Na de verkiezingen van 22 november 2023 bleek al snel dat het ook deze keer een hele opgave wordt om een nieuw kabinet te vormen. Weliswaar kunnen (centrum-)rechtse partijen (PVV, VVD, NSC en BBB) aanspraak maken op een ruime meerderheid in de Tweede Kamer, maar de animo om een regeringscoalitie met de PVV van Geert Wilders te sluiten is gering.
De VVD nam al meteen afstand van zo’n coalitie door te zeggen slechts een gedoogrol voor een minderheidskabinet te ambiëren. Ook NSC wenste vervolgens een rechts kabinet slechts van een afstand te gedogen. Het een en ander zou betekenen dat zo’n minderheidskabinet feitelijk zou bestaan uit een smalle basis van PVV en BBB met gedoogsteun van de twee anderen, in de praktijk een onwerkbare optie.
*’Onwerkbare opties’ kunnen niet al op voorhand worden voorspeld. Meerderheden moeten even hard werken en onderhandelen als grote minderheden.
Spraakverwarring
Bij het formatiedebat van woensdag 14 februari opperden vervolgens diverse fractievoorzitters het alternatief van een ‘extraparlementair kabinet’; eerder was die optie al door Omtzigt genoemd. Wat zo’n extraparlementair kabinet precies inhoudt, maakten de fractievoorzitters niet duidelijk. Voor zover ze er al nader op ingingen, gaven ze elk hun eigen vage omschrijving. Dit resulteerde in een Babylonische spraakverwarring. Informateur Putters gaat nu uitzoeken wat een extraparlementair kabinet is. Het formatiedebat was al met al een tamelijk gênante vertoning, niet best voor het vertrouwen in de politiek.
*Ook onjuist omdat @PieterOmtzigt al direct de voorkeur had voor welke variant van een minderheidskabinet dan ook, hetzij extraparlementair, dan wel zakenkabinet of gedoogpartijen zoals in 2010. Het enige verschil werd door Voermans juist aangegeven: elke niet meerderheidscoalitie is gebaseerd op lossere verbanden tussen parlement en kabinet, zonder een strak en in beton gegoten regeerakkoord.
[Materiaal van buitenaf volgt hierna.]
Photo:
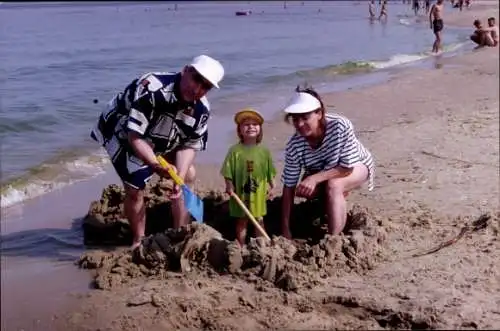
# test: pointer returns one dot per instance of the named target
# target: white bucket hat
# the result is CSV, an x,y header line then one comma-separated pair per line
x,y
209,68
302,103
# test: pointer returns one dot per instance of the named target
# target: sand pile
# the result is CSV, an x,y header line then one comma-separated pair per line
x,y
200,249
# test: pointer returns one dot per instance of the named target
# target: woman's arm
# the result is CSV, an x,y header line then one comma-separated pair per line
x,y
337,172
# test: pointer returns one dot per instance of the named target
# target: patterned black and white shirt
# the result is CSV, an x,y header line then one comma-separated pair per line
x,y
340,147
150,108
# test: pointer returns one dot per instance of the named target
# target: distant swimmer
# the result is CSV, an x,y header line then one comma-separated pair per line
x,y
493,28
416,7
383,10
371,9
437,24
482,36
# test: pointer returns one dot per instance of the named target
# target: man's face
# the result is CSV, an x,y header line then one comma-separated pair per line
x,y
193,86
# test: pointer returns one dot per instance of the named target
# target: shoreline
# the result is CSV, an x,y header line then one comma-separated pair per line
x,y
66,167
363,123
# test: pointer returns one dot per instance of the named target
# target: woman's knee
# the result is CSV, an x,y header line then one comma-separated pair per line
x,y
133,194
357,177
335,186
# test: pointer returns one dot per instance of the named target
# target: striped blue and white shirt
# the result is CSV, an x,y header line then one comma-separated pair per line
x,y
340,147
150,108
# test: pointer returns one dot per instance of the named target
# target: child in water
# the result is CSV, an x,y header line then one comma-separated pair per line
x,y
248,171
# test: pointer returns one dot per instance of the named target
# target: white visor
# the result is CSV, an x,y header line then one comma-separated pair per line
x,y
302,103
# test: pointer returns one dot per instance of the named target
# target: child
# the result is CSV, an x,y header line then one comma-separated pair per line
x,y
248,169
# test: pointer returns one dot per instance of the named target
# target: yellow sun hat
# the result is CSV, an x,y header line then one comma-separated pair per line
x,y
248,113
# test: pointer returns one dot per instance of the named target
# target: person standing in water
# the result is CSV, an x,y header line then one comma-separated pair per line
x,y
383,10
371,9
436,23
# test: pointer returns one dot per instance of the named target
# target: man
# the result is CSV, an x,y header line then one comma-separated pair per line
x,y
158,113
437,24
482,36
383,10
416,7
493,28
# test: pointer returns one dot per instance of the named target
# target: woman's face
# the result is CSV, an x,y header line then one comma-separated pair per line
x,y
307,124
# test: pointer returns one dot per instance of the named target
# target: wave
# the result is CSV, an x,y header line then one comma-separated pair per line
x,y
401,59
71,167
359,67
52,175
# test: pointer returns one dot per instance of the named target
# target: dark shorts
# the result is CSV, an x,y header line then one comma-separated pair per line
x,y
131,170
437,25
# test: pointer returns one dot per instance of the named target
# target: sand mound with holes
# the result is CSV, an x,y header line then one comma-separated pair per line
x,y
200,249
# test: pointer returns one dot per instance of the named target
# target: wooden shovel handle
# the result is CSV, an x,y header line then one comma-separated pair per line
x,y
250,216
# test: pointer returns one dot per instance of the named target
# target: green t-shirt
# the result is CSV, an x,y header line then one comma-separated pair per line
x,y
250,168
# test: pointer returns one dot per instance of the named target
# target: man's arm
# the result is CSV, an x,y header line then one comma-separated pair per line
x,y
138,122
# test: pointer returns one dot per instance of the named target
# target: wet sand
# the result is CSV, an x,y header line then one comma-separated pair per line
x,y
437,155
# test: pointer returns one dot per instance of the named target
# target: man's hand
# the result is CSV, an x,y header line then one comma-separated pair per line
x,y
176,192
306,188
287,234
163,172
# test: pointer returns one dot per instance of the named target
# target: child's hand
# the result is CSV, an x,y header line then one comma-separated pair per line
x,y
270,193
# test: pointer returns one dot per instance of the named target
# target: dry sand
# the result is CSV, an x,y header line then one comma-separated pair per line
x,y
435,136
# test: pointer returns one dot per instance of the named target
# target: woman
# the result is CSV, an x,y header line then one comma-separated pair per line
x,y
333,160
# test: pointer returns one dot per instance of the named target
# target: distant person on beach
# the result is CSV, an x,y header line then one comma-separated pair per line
x,y
327,150
416,6
371,9
158,113
493,28
437,24
383,10
248,171
482,36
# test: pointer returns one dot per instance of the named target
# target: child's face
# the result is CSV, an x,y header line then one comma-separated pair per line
x,y
249,128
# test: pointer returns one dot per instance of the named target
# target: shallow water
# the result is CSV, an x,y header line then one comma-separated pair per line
x,y
56,58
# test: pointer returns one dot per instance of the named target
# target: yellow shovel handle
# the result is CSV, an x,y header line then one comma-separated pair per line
x,y
250,216
170,170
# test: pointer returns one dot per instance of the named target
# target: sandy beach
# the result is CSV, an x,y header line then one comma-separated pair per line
x,y
434,133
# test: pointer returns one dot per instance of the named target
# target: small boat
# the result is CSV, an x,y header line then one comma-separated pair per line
x,y
243,12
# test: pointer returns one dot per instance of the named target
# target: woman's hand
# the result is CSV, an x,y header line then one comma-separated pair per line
x,y
306,187
286,233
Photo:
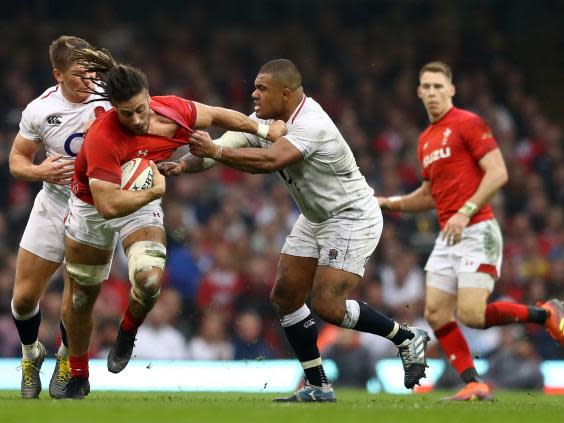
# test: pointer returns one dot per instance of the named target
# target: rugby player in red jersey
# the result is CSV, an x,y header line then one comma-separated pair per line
x,y
462,170
100,212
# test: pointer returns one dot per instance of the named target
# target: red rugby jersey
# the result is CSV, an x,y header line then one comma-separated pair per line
x,y
108,144
449,151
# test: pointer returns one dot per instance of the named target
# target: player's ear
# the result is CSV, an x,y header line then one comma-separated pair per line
x,y
419,93
58,75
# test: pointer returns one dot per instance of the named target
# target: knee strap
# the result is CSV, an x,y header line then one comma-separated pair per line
x,y
143,256
88,274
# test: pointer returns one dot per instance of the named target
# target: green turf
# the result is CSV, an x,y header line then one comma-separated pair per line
x,y
351,406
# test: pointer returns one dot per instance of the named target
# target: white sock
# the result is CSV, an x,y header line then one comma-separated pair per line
x,y
31,351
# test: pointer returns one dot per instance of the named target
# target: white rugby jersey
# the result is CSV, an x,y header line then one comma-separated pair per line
x,y
328,180
59,125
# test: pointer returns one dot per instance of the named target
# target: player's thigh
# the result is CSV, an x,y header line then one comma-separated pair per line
x,y
144,241
33,274
331,288
145,224
347,244
147,233
440,303
472,301
294,278
45,229
81,253
89,238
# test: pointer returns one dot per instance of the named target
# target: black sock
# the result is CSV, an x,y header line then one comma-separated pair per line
x,y
28,329
302,336
470,375
372,321
537,315
64,338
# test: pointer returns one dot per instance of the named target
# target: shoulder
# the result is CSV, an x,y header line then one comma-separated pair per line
x,y
42,105
169,100
312,122
173,102
105,124
466,117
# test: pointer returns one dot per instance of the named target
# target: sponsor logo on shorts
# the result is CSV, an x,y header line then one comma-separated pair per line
x,y
309,323
54,120
333,253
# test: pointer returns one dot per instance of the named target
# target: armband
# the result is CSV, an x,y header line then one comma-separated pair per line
x,y
262,130
396,199
469,209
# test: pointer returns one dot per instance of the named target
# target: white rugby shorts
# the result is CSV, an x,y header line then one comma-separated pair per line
x,y
479,251
44,234
342,242
85,225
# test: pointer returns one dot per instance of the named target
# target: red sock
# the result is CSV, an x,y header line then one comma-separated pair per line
x,y
455,347
130,323
505,313
79,366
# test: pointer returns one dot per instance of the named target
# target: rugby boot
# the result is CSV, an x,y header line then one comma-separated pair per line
x,y
413,357
554,323
76,388
121,351
31,381
311,393
60,377
473,391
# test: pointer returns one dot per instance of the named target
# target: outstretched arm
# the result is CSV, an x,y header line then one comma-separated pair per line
x,y
53,169
194,164
416,201
235,121
253,160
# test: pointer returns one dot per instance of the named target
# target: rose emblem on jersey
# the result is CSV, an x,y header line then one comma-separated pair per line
x,y
98,110
54,120
333,253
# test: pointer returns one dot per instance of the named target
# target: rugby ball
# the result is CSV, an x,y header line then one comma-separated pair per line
x,y
136,175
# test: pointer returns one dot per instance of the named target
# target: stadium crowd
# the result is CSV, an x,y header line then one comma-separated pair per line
x,y
225,228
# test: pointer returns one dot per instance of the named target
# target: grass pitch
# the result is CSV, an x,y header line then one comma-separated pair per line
x,y
351,406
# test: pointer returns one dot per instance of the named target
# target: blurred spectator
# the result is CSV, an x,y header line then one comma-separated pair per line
x,y
248,342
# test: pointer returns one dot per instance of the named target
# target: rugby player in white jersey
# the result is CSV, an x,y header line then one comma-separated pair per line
x,y
339,227
56,121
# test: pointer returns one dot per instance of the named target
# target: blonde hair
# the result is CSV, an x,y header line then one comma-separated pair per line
x,y
437,66
61,51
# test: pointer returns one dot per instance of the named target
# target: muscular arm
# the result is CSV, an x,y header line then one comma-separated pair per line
x,y
495,176
235,121
253,160
52,169
111,201
416,201
192,164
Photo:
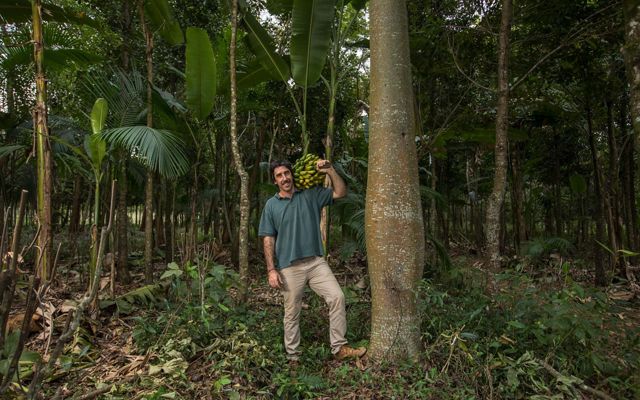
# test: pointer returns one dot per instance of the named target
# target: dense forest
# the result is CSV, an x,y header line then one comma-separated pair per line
x,y
488,246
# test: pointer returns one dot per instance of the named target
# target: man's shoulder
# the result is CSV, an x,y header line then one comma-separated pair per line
x,y
270,202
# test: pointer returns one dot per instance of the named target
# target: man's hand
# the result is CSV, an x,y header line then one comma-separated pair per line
x,y
323,165
339,187
275,281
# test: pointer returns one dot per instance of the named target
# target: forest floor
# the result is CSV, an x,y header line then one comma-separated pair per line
x,y
531,330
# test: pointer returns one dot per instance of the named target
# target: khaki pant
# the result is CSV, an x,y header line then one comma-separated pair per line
x,y
316,271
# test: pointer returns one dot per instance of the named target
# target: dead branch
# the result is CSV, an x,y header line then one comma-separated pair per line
x,y
107,388
32,303
8,282
73,323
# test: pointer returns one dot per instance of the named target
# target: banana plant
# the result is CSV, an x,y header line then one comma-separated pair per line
x,y
200,73
311,36
96,148
312,33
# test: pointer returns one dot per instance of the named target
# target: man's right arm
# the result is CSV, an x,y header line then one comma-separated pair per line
x,y
269,243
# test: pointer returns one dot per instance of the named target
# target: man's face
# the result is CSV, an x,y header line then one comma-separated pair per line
x,y
283,179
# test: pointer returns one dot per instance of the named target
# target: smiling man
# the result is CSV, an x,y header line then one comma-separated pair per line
x,y
290,227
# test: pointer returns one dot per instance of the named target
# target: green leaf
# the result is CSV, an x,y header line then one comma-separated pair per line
x,y
99,115
11,343
170,273
358,4
311,36
162,20
200,73
253,75
94,144
279,7
17,11
578,184
262,46
160,150
6,150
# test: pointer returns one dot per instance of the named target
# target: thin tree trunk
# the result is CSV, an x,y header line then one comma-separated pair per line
x,y
628,176
393,213
43,149
168,221
74,224
611,198
631,53
243,232
496,199
148,202
519,223
599,265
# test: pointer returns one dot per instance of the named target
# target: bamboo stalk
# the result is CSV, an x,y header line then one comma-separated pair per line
x,y
73,321
8,280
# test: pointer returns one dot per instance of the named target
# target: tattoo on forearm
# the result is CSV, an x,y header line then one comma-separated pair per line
x,y
268,243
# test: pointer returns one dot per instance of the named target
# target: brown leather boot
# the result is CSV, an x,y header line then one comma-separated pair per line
x,y
350,352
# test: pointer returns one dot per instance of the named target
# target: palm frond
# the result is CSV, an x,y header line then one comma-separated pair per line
x,y
125,93
160,150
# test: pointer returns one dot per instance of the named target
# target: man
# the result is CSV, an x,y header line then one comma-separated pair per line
x,y
290,227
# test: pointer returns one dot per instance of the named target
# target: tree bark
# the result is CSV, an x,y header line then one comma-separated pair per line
x,y
496,199
43,149
631,52
519,225
393,213
599,265
243,231
148,193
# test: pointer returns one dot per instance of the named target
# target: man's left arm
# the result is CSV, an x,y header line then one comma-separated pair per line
x,y
339,187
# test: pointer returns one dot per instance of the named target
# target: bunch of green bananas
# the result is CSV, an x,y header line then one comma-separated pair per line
x,y
305,173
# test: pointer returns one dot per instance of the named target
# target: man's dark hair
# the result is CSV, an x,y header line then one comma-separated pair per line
x,y
279,163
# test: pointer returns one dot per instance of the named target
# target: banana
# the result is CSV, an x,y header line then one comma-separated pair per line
x,y
305,172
Dat tijdperk is na Rutte IV volkomen afgesloten vanwege die ‘stalen afspraken’. Ieder redelijk debat is dan immers uitgesloten omdat Rutte’s woord wet werd.
‘Het begrip ‘extraparlementair kabinet’ komt echter niet uit de lucht vallen. In een wat verder verleden heeft Nederland herhaaldelijk zo’n extraparlementair kabinet gekend. De term wordt van oudsher gebruikt voor een nieuw kabinet dat tot stand komt zonder intensieve bemoeienis van de fracties en hun voorzitters bij de vorming van een nieuwe regeringscoalitie.
*Dit is een ‘overdreven’ stellingname uitgaande van de moderne parlementaire geschiedenis na WO2, aangezien er twee zijn aan te wijzen: Kabinet-Den Uyl met de ARP als ‘gedoger’ en zoals al genoemd Rutte I met PVV in die positie. In de 19e en eerste helft van de 20e-eeuw waren de confessionelen overheersend (i.t.t. de liberale overheersing in de 19e), maar in de praktijk van het eerst genoemde kabinet, was er hypothetisch een andere situatie aan de orde, namelijk niet door een overdreven linkse PvdA en PPR, maar door de status van het ‘CDA in wording’ (‘in statu nascendi’)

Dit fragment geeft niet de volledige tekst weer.